I asked Randy what his current plans were. He said, “We will continue to establish our California brands and work on California consulting projects. My personal brand is Lightning, and a brand that I make for Naked Wines is a Sauvignon Blanc called Rachis. I have also made Napa Valley wines for a California investor under his personal label, and for a family out of Highland Park who has yet to officially name their wines. The goal of my work in California is to cement myself as a respected winemaker.”
Since Randy and Brooke said they were moving back to Texas some time, I asked Randy about his plans on that and making Texas wine. Randy replied, “In 2006, my goal was to learn to make wine at the highest levels. Then I could take all of that knowledge and all of those experiences back home to Texas in order to help raise the level of the entire industry.
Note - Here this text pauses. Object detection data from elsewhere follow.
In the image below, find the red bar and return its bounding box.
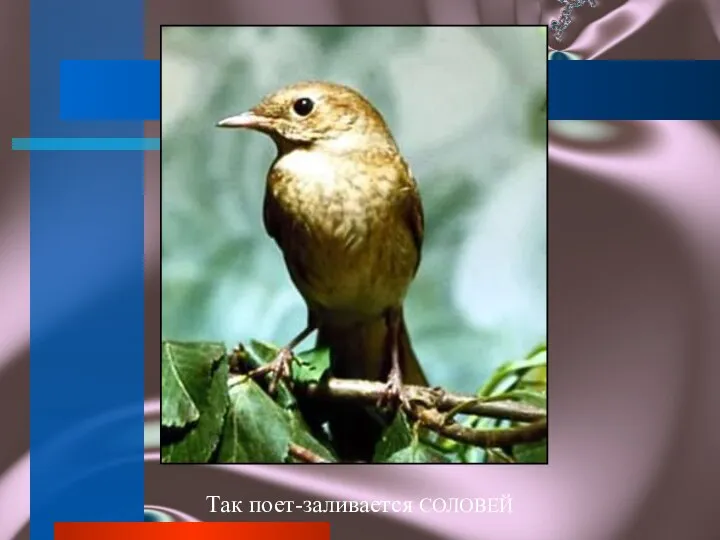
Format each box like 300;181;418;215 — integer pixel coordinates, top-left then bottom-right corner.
55;522;330;540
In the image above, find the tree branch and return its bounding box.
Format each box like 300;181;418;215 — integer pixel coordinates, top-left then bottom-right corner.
288;442;331;463
294;378;546;422
410;409;547;448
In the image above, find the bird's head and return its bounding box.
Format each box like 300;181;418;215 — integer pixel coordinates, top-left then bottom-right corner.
217;82;395;152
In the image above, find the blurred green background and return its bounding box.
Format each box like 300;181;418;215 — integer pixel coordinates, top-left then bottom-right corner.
162;27;547;392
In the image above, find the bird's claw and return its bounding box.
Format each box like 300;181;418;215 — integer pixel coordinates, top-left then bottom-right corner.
249;347;295;395
377;371;410;410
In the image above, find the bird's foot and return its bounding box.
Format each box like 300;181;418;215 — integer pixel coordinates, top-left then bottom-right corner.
378;369;410;411
249;347;296;395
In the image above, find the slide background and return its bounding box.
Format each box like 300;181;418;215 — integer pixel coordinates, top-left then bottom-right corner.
0;0;720;540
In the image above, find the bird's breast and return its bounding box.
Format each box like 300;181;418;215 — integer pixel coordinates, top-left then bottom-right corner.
268;152;418;317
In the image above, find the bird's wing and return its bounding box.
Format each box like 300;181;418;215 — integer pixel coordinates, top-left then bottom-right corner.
263;189;282;247
403;159;425;273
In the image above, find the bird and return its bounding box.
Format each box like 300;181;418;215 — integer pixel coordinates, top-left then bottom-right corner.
217;81;427;461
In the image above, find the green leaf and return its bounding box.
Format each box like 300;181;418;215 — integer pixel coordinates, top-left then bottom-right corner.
503;390;547;410
218;379;337;463
373;412;413;463
160;344;228;463
385;443;452;463
513;439;547;463
218;379;292;463
292;347;330;384
161;341;225;428
247;339;279;365
288;413;337;461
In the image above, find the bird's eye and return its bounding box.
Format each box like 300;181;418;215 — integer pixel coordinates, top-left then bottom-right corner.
293;98;315;116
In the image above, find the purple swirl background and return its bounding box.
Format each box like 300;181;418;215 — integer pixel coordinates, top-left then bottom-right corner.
0;0;720;540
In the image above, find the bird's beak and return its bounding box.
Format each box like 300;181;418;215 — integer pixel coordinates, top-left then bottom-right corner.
216;112;267;129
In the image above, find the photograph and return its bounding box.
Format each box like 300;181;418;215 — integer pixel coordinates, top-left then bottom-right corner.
160;26;549;465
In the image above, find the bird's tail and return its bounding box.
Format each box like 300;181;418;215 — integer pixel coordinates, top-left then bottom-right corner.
317;317;427;461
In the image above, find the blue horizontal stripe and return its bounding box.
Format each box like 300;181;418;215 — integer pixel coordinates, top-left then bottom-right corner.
60;60;160;120
548;60;720;120
12;137;160;152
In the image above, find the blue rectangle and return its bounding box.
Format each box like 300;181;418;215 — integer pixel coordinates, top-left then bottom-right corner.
29;0;145;540
548;60;720;120
61;60;720;120
60;60;160;120
12;137;160;152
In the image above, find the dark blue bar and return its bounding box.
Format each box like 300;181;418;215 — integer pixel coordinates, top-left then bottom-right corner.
60;60;160;120
30;0;145;540
548;60;720;120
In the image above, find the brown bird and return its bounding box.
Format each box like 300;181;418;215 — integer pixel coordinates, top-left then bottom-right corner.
218;82;427;459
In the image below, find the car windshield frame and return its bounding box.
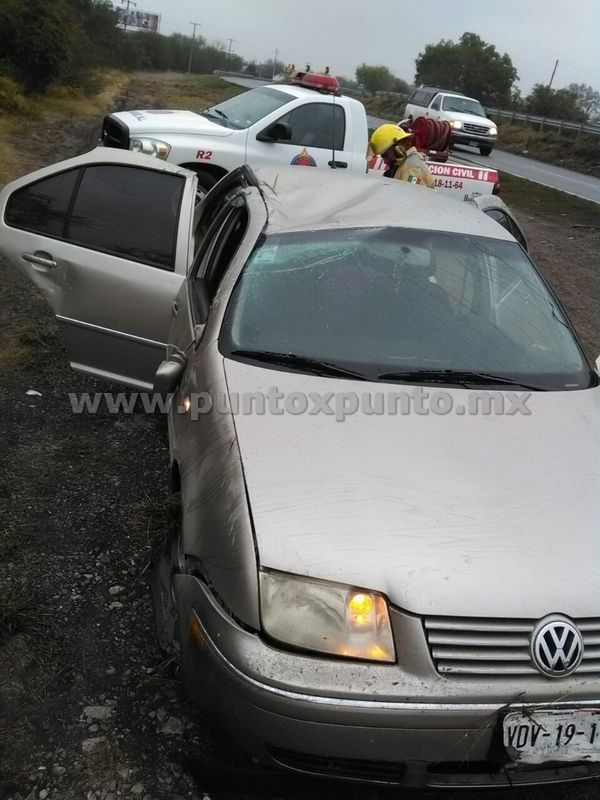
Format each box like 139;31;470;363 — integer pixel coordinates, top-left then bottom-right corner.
200;86;296;131
219;226;598;391
442;95;487;119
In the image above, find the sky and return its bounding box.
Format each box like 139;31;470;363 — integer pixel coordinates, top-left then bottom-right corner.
123;0;600;94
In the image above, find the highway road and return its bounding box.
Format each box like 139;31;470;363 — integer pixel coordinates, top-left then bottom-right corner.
225;77;600;203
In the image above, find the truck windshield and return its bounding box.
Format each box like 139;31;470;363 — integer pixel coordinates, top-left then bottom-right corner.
221;228;595;391
442;97;485;117
202;86;294;130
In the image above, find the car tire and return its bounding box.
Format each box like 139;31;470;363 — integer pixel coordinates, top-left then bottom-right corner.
150;492;183;657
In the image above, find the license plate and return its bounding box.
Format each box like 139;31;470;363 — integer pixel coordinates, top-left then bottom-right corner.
503;708;600;764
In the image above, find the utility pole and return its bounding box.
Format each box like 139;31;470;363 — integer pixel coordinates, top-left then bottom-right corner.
121;0;137;31
188;22;202;72
225;39;237;70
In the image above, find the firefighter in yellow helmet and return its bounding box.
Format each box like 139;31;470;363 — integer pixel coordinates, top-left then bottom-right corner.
369;123;435;189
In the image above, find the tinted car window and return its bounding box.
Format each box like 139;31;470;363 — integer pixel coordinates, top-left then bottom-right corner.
68;165;185;269
410;91;429;106
278;103;346;150
443;95;485;117
222;228;593;390
204;88;294;129
5;169;79;238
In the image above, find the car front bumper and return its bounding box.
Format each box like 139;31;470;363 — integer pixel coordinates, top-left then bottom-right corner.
175;575;600;788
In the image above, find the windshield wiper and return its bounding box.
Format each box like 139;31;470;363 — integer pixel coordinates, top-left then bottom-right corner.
377;369;546;392
231;350;370;381
200;108;229;121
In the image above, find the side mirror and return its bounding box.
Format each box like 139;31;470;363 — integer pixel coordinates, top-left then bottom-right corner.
256;122;292;142
154;353;187;400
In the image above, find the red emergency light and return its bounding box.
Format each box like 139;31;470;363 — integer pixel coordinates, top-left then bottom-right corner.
290;72;340;94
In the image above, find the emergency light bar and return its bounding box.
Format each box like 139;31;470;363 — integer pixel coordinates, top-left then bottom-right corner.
290;72;340;94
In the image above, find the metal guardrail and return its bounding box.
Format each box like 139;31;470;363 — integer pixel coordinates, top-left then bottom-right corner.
487;108;600;138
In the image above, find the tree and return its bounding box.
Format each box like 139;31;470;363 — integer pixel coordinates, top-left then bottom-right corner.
567;83;600;121
415;33;519;108
525;83;585;122
356;64;395;94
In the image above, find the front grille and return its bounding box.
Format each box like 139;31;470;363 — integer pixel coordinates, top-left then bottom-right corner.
463;122;490;136
424;617;600;678
101;114;129;150
269;747;406;783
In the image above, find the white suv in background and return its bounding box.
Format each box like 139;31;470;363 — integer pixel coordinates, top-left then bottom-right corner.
404;86;498;156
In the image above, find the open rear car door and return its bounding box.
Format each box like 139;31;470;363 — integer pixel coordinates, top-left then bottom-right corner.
0;148;196;389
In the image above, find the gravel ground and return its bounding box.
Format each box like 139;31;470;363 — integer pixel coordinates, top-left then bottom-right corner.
0;75;600;800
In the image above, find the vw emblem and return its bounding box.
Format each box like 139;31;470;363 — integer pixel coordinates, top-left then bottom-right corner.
531;615;583;678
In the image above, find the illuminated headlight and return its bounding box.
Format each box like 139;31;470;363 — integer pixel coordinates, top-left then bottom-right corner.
129;139;171;161
260;571;396;663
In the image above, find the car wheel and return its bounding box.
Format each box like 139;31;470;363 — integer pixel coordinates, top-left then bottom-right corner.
150;492;184;656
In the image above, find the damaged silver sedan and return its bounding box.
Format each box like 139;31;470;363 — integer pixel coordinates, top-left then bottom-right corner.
0;151;600;787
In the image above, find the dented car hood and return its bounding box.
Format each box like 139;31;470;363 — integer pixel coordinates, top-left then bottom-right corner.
112;108;233;136
225;360;600;619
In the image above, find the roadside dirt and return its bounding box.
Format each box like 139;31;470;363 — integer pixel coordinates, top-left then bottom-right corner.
0;76;600;800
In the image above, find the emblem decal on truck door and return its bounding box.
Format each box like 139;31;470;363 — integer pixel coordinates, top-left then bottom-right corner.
290;147;317;167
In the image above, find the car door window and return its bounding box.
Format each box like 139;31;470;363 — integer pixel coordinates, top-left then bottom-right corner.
5;169;81;238
278;103;346;150
66;164;185;270
204;207;248;299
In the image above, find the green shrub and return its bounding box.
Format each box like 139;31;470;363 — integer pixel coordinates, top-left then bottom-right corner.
0;75;29;114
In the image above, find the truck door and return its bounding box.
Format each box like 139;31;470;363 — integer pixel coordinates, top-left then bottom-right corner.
247;102;354;169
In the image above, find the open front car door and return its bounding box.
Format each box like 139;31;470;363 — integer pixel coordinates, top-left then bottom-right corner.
0;148;196;389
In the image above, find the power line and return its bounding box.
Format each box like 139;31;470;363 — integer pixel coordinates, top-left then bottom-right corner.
548;58;558;89
188;22;202;72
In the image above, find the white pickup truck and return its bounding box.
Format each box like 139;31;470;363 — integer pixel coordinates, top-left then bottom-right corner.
102;72;498;200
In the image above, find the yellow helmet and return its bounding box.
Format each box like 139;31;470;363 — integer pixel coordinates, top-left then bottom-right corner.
369;123;410;156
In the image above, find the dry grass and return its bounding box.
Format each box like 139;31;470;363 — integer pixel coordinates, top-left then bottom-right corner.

The Texas industry is not far from a significant breakthrough, and it remains my goal to consistently make wine in Texas that is respected on the world stage and consumed by wine drinkers everywhere, not just in Texas.
“Making Texas wines is the first step of the last phase of my ten year plan here in California. By the start of 2016, I will be selling my Lightning wines and my Texas wines in Texas and I will be moving back to Texas for good. I will continue to make wines in both states, for both of my personal labels and in various consulting capacities. I hope to work with several Texas wineries and make a real push for national and international recognition for our industry, as well as with personal investors who wish to have their own label.
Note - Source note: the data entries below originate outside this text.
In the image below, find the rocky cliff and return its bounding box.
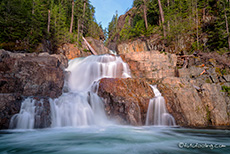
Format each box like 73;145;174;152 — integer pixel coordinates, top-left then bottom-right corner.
122;48;230;128
0;50;68;129
98;78;154;126
57;37;109;59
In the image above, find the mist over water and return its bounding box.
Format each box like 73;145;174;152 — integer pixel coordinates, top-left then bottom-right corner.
4;55;230;154
0;125;230;154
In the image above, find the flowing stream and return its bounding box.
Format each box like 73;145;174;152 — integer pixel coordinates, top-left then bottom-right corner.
4;55;230;154
10;55;131;129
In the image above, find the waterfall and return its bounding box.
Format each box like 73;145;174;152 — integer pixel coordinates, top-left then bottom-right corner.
11;55;131;129
145;85;176;126
9;97;50;129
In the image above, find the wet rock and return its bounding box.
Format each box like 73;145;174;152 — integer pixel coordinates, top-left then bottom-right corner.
0;50;67;129
158;77;230;128
0;93;22;129
57;43;92;59
98;78;154;125
86;37;109;55
0;51;67;98
121;51;177;80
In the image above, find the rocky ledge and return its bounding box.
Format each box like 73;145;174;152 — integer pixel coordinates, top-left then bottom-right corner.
0;50;68;129
98;78;154;126
122;51;230;129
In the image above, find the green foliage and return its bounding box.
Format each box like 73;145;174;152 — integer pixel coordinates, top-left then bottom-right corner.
0;0;103;51
108;0;230;54
221;85;230;96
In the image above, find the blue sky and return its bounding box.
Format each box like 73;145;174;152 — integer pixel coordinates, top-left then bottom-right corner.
90;0;133;28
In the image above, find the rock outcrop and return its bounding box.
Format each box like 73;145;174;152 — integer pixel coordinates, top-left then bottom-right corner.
57;37;109;59
57;43;92;59
121;51;177;80
0;50;68;128
121;48;230;129
0;93;22;130
158;77;230;128
98;78;154;125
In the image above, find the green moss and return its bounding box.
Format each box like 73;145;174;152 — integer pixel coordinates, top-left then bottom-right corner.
205;78;211;83
221;85;230;96
179;83;184;88
206;106;212;123
83;49;90;52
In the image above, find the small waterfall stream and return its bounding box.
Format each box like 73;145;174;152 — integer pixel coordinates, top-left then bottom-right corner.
10;55;175;129
10;55;131;129
145;85;176;126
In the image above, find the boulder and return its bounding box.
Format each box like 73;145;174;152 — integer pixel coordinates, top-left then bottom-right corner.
121;50;177;80
57;43;92;59
158;77;230;128
0;93;22;129
98;78;154;125
0;51;67;98
86;37;109;55
0;50;68;129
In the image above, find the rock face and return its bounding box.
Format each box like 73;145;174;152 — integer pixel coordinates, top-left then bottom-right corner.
57;37;109;59
117;34;164;54
121;50;177;80
0;50;67;128
119;48;230;129
86;37;109;55
158;77;230;127
58;44;92;59
0;94;22;129
98;78;154;125
117;39;148;54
“This year I will make Texas wine from Texas grapes in Texas. Towards the end of August I will be processing about five tons of grapes from the High Plains at Texas Custom Wine Works in Brownfield. These wines will be the start of my Texas brand. I am also working with a very successful Texas winery who has been at it for a long time.”
I learned from Randy when he was back in Texas recently that the Texas winery he is working with is Lost Oak Winery and he was working with owner Gene Estes and winemaker Jim Evans.
I asked Jim Evans about his time working with Randy Hester. He said, “Randy is an incredibly sharp fellow with great experience and a deep knowledge of winemaking. I’ve never really worked with another winemaker and wanted to get another set of eyes on things. We had a great time and I came away feeling good about where we are and I definitely have some new ideas for this upcoming harvest. Two things happened here: I have a renewed perspective about winemaking and I made a great new friend.”
Randy said for his personal brand Lightning Wines, he will make close to 20 tons of small batch, vineyard designated Grenache from different growing regions around California, as well as about 55 tons of Sauvignon Blanc for Naked Wines. So he is officially working on wines in both Texas and California.
When asked if Lightning Wines will be the name for the Texas Wines, he replied, “It definitely won’t be Lightning. Our Texas wines will be completely separate from our west coast projects. These will be Texas wines made by a Texan with Texas grapes.”
After hearing how Randy and Brooke have done in California and the plans for Texas, I personally am looking forward to seeing a new Texas wine label available soon in Texas.